Plan your visit. 225 Madison Avenue at 36th Street, New York, NY 10016.

Great Bathers

Audio

Listen to director and curator Colin Bailey discuss one of Renoir’s most significant canvases and the process by which he developed it.

The Great Bathers was the centerpiece of Renoir’s submission to Georges Petit’s Exposition internationale, held between May 8 and June 8, 1887, in the dealer’s sumptuous Parisian galleries. Renoir likely began planning the work around 1884–85 and would later recall the process as one of “trial and error, and fresh starts.” Drawing inspiration from works by Raphael and the seventeenth-century French sculptor François Girardon, Renoir abandoned subjects of modern Parisian life in favor of a concentration on the female nude, “one of art’s indispensable forms,” as he noted to Berthe Morisot.

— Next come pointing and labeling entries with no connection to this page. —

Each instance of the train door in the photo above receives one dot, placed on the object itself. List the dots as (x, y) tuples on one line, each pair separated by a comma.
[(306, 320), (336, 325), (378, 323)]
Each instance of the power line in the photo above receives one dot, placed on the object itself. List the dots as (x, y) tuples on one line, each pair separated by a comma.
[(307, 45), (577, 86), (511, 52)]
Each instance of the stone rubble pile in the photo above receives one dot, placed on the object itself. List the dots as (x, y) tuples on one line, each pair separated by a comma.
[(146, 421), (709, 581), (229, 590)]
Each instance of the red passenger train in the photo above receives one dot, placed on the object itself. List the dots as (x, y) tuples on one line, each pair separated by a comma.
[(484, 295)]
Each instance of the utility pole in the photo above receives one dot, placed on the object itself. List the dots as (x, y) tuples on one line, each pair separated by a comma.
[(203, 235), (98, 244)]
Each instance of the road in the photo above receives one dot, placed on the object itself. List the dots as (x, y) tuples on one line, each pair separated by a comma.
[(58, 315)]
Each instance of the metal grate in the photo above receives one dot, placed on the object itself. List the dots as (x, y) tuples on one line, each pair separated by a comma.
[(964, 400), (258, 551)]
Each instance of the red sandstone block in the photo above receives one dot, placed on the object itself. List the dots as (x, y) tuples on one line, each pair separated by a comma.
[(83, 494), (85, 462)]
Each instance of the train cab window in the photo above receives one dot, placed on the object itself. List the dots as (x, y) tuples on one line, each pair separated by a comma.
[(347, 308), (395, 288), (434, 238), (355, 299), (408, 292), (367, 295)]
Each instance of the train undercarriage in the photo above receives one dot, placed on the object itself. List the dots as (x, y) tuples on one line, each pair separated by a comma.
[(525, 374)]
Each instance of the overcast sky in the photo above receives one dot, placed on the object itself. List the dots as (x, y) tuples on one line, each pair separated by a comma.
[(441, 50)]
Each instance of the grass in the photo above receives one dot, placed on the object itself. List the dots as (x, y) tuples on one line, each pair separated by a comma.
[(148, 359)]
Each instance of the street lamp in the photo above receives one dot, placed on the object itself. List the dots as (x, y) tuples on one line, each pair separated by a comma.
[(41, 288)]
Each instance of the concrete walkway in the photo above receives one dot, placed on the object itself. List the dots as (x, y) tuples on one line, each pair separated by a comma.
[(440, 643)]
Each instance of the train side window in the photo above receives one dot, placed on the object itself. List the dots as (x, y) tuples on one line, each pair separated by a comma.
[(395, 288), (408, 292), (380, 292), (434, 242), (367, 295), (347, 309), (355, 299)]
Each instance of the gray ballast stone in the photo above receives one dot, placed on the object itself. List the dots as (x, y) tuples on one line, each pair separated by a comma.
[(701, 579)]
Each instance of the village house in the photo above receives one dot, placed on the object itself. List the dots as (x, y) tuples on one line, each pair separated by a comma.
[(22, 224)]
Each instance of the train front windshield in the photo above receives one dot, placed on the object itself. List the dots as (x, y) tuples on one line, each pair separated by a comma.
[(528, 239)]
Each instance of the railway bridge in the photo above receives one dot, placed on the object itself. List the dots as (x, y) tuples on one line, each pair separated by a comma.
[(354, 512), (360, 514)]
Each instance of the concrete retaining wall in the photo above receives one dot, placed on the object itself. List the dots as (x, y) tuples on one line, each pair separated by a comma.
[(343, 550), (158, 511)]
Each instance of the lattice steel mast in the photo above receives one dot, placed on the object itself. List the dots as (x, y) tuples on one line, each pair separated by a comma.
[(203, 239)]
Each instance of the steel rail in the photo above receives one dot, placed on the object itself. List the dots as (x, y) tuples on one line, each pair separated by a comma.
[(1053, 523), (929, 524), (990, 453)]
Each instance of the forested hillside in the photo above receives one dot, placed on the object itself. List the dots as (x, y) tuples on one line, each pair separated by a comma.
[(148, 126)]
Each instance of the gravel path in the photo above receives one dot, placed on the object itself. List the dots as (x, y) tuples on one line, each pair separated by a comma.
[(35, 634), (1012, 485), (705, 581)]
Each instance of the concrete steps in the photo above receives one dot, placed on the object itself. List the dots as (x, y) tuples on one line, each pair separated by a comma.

The Great Bathers, 1886–87 
Oil on canvas 
Philadelphia Museum of Art, The Mr. and Mrs. Carroll S. Tyson Jr. Collection, 19633; 1963-116-13

Transcription

In the early 1880s Renoir grew dissatisfied with the spontaneous, improvisatory approach to painting that characterized Impressionism, feeling, as he later commented, that he no longer knew how to paint or to draw. He determined to develop new techniques with greater pictorial structure based on preparatory drawings, and he began, perhaps as early as 1884 or 1885, to envision an ambitious canvas of bathers that would exemplify his new approach. Several of the preliminary studies for this work have been reunited with the final painting for the first time in this exhibition. One of the earliest may be the sheet of watercolor studies on view on an adjacent wall that features multiple sketches of the reclining bather on the left. Renoir next made the large red, white, and black chalk drawing on view nearby in preparation for an oil painting on canvas, but decided to set that work aside. The large red chalk studies of one or two figures that you see on this wall followed, as Renoir continued to refine his composition, but he achieved its full realization only in the completed canvas. Here, the central bather’s gesture is resolved as she wraps herself in a large sheet rather than reaching upward or resting her hand on her knee as in the earlier sketches, and the landscape around the group is fully developed. This much labored-over work, inspired by the example of Italian Renaissance paintings by Raphael and by a seventeenth-century relief sculpture in the gardens of Versailles, presents a timeless image of an idyllic world centered on the female nude, without reference to the contemporary subjects that Renoir had previously favored.